Parcourons ensemble la famille De Niro, ce qu’elle nous révèle sur les nouvelles formes de parentalité, et ce que cela peut résonner dans votre propre expérience de parent.
Sommaire (A lire dans cet article)
La famille De Niro : portrait d’une fratrie pas comme les autres
Robert De Niro a eu ses enfants avec trois femmes différentes, sur une période allant des années 1970 à 2023. Une configuration qui, loin d’être anecdotique, illustre parfaitement ce que les sociologues appellent la famille recomposée ou la famille plurielle — un modèle familial de plus en plus courant en France et dans le monde occidental.
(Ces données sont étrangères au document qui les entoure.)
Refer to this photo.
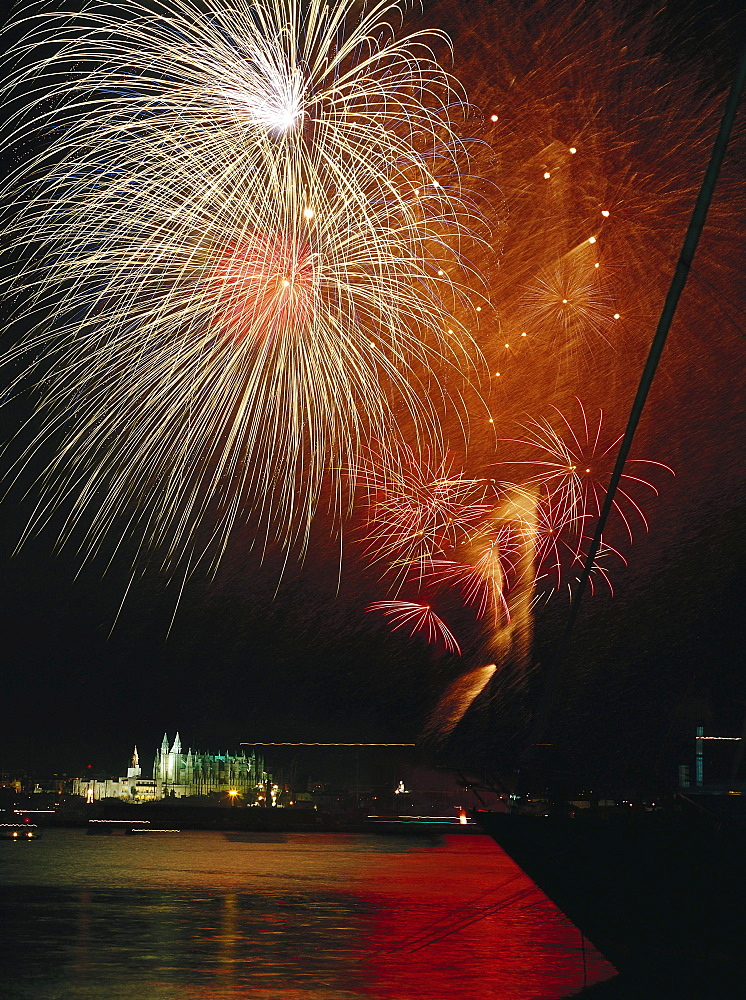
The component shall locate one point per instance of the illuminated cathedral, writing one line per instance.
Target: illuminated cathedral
(194, 773)
(178, 775)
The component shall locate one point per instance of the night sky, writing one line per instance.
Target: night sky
(246, 659)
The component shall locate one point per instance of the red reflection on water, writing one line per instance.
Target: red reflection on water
(469, 923)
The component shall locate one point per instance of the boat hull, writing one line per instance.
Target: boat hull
(660, 895)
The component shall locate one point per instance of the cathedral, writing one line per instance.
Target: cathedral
(177, 774)
(193, 773)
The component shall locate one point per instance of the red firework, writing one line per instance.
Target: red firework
(421, 509)
(418, 618)
(574, 467)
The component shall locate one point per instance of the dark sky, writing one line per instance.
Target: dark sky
(245, 660)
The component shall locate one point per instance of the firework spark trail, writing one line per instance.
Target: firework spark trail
(241, 219)
(455, 702)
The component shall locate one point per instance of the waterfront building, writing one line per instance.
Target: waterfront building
(177, 774)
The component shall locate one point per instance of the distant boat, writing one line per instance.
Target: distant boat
(19, 831)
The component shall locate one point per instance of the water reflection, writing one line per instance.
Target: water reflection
(309, 917)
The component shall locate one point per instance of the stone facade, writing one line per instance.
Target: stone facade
(177, 775)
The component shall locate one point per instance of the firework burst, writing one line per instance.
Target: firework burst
(417, 618)
(239, 219)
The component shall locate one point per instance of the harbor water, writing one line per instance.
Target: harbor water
(306, 916)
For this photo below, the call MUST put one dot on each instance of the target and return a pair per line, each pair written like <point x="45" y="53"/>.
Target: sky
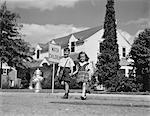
<point x="44" y="20"/>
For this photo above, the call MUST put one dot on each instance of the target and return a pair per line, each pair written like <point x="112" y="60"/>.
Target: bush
<point x="127" y="84"/>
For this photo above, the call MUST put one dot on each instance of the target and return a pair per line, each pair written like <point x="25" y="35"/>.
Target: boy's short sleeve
<point x="71" y="63"/>
<point x="60" y="62"/>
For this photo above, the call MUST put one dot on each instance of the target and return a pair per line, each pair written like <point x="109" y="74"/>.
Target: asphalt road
<point x="47" y="104"/>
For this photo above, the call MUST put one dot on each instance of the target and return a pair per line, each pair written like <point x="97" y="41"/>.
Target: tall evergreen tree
<point x="13" y="49"/>
<point x="108" y="60"/>
<point x="140" y="53"/>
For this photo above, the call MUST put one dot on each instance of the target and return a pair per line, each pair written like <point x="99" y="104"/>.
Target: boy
<point x="66" y="68"/>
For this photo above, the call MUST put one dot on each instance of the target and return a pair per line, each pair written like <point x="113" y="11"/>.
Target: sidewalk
<point x="77" y="93"/>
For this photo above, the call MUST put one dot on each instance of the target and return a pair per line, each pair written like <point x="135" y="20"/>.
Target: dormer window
<point x="38" y="54"/>
<point x="72" y="46"/>
<point x="100" y="47"/>
<point x="124" y="52"/>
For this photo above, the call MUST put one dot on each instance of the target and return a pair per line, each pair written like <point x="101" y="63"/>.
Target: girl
<point x="65" y="70"/>
<point x="83" y="70"/>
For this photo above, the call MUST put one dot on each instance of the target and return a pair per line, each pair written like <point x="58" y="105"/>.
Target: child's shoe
<point x="65" y="96"/>
<point x="83" y="98"/>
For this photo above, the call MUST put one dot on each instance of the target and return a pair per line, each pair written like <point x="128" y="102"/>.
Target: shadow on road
<point x="100" y="104"/>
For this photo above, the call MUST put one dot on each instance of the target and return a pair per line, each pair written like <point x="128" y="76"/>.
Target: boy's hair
<point x="86" y="57"/>
<point x="66" y="49"/>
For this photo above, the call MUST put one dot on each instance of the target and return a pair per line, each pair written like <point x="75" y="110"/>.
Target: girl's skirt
<point x="65" y="74"/>
<point x="82" y="76"/>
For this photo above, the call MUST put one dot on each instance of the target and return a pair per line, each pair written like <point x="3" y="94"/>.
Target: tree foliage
<point x="108" y="60"/>
<point x="140" y="53"/>
<point x="13" y="49"/>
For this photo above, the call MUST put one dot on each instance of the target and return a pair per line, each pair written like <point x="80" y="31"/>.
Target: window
<point x="123" y="71"/>
<point x="124" y="52"/>
<point x="38" y="54"/>
<point x="72" y="46"/>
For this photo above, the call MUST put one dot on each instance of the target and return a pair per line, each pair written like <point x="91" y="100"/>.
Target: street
<point x="47" y="104"/>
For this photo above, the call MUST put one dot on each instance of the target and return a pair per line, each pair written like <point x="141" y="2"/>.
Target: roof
<point x="74" y="56"/>
<point x="81" y="36"/>
<point x="44" y="47"/>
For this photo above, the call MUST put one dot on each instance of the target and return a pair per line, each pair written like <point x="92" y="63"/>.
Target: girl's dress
<point x="82" y="75"/>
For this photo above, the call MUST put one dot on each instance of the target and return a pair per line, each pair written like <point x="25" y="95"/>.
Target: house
<point x="89" y="41"/>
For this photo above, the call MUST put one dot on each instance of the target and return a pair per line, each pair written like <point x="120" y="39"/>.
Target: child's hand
<point x="70" y="74"/>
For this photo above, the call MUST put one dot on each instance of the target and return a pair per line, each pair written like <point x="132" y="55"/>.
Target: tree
<point x="108" y="60"/>
<point x="140" y="53"/>
<point x="13" y="49"/>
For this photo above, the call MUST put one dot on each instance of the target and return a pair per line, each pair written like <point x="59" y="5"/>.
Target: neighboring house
<point x="9" y="76"/>
<point x="89" y="41"/>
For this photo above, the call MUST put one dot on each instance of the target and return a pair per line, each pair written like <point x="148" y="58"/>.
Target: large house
<point x="89" y="41"/>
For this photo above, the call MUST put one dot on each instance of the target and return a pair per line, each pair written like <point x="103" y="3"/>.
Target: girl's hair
<point x="86" y="57"/>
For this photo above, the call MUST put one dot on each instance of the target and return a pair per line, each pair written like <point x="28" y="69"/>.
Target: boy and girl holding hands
<point x="83" y="71"/>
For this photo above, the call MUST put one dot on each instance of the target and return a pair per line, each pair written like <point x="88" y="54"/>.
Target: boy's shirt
<point x="69" y="63"/>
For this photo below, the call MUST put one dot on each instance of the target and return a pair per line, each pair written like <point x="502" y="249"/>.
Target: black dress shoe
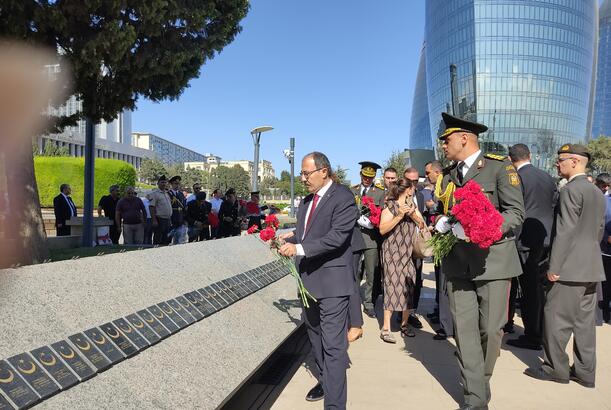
<point x="316" y="393"/>
<point x="414" y="321"/>
<point x="524" y="343"/>
<point x="440" y="335"/>
<point x="576" y="379"/>
<point x="540" y="374"/>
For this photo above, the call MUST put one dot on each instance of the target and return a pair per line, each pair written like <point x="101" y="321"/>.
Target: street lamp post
<point x="256" y="139"/>
<point x="290" y="155"/>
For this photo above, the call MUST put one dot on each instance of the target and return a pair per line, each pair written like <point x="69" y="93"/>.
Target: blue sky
<point x="336" y="75"/>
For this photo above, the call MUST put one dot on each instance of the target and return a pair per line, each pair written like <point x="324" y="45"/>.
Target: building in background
<point x="164" y="150"/>
<point x="601" y="124"/>
<point x="525" y="69"/>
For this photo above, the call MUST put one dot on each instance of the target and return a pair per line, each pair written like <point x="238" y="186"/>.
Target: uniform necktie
<point x="314" y="203"/>
<point x="460" y="176"/>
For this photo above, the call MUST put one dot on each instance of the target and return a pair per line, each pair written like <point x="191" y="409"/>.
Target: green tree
<point x="119" y="50"/>
<point x="151" y="170"/>
<point x="396" y="161"/>
<point x="600" y="149"/>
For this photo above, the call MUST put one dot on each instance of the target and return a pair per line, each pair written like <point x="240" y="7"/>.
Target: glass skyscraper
<point x="602" y="103"/>
<point x="522" y="68"/>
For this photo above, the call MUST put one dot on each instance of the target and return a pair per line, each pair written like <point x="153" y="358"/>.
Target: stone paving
<point x="422" y="373"/>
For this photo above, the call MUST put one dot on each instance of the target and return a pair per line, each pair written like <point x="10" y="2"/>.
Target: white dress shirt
<point x="321" y="193"/>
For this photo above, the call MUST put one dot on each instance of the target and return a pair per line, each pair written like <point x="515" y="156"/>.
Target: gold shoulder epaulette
<point x="495" y="156"/>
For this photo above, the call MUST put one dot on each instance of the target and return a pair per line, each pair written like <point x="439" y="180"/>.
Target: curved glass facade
<point x="522" y="68"/>
<point x="602" y="103"/>
<point x="420" y="129"/>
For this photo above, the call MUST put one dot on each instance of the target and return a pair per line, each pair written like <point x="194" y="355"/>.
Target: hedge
<point x="51" y="172"/>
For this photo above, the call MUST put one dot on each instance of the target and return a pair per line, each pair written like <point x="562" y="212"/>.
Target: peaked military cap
<point x="454" y="124"/>
<point x="369" y="168"/>
<point x="576" y="149"/>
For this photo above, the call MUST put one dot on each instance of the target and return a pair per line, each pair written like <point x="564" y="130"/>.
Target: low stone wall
<point x="197" y="367"/>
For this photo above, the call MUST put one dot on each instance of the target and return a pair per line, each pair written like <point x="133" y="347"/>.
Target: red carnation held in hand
<point x="477" y="215"/>
<point x="267" y="234"/>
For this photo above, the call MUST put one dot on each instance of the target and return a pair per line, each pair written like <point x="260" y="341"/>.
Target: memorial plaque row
<point x="28" y="378"/>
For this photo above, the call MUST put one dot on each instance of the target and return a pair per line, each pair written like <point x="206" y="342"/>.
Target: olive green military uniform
<point x="479" y="280"/>
<point x="371" y="237"/>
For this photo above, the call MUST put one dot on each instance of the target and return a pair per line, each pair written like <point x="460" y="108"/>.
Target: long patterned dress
<point x="399" y="271"/>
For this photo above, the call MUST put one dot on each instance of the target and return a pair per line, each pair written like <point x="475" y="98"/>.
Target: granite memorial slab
<point x="168" y="311"/>
<point x="36" y="377"/>
<point x="211" y="298"/>
<point x="105" y="345"/>
<point x="47" y="359"/>
<point x="16" y="388"/>
<point x="91" y="353"/>
<point x="143" y="328"/>
<point x="164" y="319"/>
<point x="193" y="311"/>
<point x="118" y="339"/>
<point x="182" y="312"/>
<point x="129" y="332"/>
<point x="153" y="323"/>
<point x="73" y="360"/>
<point x="4" y="404"/>
<point x="196" y="299"/>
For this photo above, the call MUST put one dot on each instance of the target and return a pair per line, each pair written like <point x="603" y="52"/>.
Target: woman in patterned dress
<point x="397" y="225"/>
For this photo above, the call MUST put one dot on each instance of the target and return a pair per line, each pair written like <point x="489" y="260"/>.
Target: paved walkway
<point x="422" y="373"/>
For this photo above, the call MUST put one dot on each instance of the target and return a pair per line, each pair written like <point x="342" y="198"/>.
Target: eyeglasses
<point x="307" y="174"/>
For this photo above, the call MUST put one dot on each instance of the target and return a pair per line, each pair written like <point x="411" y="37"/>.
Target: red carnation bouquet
<point x="478" y="217"/>
<point x="268" y="234"/>
<point x="370" y="210"/>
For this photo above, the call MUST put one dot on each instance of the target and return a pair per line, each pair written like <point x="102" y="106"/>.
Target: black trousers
<point x="532" y="283"/>
<point x="327" y="322"/>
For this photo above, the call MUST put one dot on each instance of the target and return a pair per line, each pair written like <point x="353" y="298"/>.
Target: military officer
<point x="371" y="234"/>
<point x="478" y="280"/>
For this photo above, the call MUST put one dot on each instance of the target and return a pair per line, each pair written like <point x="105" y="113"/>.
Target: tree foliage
<point x="600" y="149"/>
<point x="396" y="160"/>
<point x="119" y="50"/>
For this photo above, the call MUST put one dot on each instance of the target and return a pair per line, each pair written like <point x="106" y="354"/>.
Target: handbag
<point x="420" y="247"/>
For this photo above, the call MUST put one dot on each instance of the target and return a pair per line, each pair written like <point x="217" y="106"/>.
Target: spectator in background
<point x="131" y="212"/>
<point x="197" y="218"/>
<point x="603" y="182"/>
<point x="108" y="204"/>
<point x="160" y="206"/>
<point x="196" y="188"/>
<point x="64" y="209"/>
<point x="148" y="226"/>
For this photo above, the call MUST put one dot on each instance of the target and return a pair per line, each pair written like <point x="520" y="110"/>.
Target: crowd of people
<point x="553" y="252"/>
<point x="167" y="214"/>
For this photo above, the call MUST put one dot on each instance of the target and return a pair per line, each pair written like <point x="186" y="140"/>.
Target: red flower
<point x="479" y="218"/>
<point x="267" y="234"/>
<point x="272" y="220"/>
<point x="252" y="229"/>
<point x="213" y="219"/>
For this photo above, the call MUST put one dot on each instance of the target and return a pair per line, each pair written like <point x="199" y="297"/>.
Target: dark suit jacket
<point x="327" y="267"/>
<point x="579" y="226"/>
<point x="540" y="196"/>
<point x="62" y="210"/>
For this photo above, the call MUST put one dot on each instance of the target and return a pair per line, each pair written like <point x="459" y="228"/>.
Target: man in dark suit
<point x="575" y="268"/>
<point x="64" y="209"/>
<point x="540" y="194"/>
<point x="325" y="260"/>
<point x="412" y="174"/>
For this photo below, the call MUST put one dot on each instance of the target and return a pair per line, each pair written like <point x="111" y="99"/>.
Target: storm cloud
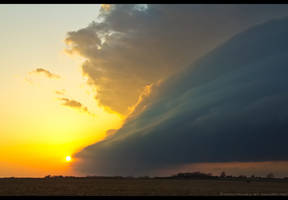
<point x="132" y="46"/>
<point x="228" y="106"/>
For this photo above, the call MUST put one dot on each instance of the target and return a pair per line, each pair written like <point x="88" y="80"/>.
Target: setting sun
<point x="68" y="158"/>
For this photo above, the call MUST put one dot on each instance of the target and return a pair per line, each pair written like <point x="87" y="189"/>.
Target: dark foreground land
<point x="132" y="186"/>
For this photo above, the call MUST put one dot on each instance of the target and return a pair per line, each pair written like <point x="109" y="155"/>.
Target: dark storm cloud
<point x="46" y="73"/>
<point x="230" y="105"/>
<point x="146" y="44"/>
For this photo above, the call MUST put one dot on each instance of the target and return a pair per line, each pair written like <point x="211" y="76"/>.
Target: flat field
<point x="136" y="187"/>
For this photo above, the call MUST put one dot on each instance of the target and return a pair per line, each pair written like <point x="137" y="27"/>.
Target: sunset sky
<point x="143" y="89"/>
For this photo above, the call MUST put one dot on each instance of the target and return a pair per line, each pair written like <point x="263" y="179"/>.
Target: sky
<point x="143" y="89"/>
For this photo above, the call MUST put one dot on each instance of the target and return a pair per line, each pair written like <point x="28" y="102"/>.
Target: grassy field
<point x="127" y="187"/>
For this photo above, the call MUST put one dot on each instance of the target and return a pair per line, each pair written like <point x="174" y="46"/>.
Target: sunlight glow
<point x="68" y="158"/>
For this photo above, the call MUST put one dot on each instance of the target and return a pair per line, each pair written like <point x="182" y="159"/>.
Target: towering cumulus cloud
<point x="132" y="46"/>
<point x="230" y="105"/>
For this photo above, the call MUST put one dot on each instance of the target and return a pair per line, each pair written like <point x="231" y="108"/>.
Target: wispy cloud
<point x="74" y="104"/>
<point x="230" y="105"/>
<point x="137" y="45"/>
<point x="46" y="73"/>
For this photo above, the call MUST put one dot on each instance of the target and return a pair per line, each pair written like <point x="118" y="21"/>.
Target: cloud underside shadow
<point x="230" y="105"/>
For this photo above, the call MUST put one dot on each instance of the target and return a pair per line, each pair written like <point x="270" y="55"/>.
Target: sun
<point x="68" y="158"/>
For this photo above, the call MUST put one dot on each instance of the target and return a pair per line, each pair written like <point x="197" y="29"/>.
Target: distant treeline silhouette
<point x="182" y="175"/>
Son fils aîné, Raphael, est né en 1971 de sa relation avec l’actrice Diahnne Abbott, qu’il a épousée en 1976. Le couple a également adopté la fille que Diahnne avait d’une précédente relation, Drena De Niro, qui est devenue actrice à son tour. Avec la mannequin Toukie Smith, il a eu des jumeaux, Aaron et Julian, nés en 1995 par gestation pour autrui — une technique alors encore peu répandue dans les discours publics. Après son mariage avec Grace Hightower, deux autres enfants : Elliot, né en 1998, et Helen, adoptée en 2011. Et puis, en 2023, est arrivée Gia Virginia Chen-De Niro, sa fille avec Tiffany Chen, son ancienne coach de tai-chi. Sept enfants. Quatre décennies de paternité active.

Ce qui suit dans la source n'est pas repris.